Vancouver Park Board is banning the city’s aquarium from bringing in new whales, dolphins and narwhals – even those that are injured or rescued.

Animal rights groups have applauded the move, arguing that keeping cetaceans in captivity is cruel.

"There's substantial scientific evidence that cetaceans do suffer in captivity, and that outweighs the benefit of putting them on display for our entertainment," Vancouver Humane Society spokesperson Peter Fricker told the BBC.

The decision was taken in a vote on Monday night, despite Vancouver Aquarium’s claim that the move would be harmful rather than positive.

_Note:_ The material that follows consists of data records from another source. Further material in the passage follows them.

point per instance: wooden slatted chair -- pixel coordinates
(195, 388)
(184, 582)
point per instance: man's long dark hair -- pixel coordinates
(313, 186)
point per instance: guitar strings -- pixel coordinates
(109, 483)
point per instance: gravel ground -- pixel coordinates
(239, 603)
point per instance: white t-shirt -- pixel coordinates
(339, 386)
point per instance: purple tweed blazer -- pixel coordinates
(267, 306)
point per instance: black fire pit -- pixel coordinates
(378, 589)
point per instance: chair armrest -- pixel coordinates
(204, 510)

"It turns its back on some of the marine animals when they are in need," said CEO John Nightingale. He argued that the aquarium is the only one in Canada to offer a programme that provides long-term care for rescued cetaceans that can't be released back into the wild.

The programme has treated just six cetaceans in the last 50 years, but Nightingale said the research centre has attracted marine life experts to Vancouver Aquarium.

The chair of the Vancouver Park Board, Michael Wiebe, said the tide has turned when it comes to seeing whales and dolphins in aquariums. "I believe it is time to move on," he said.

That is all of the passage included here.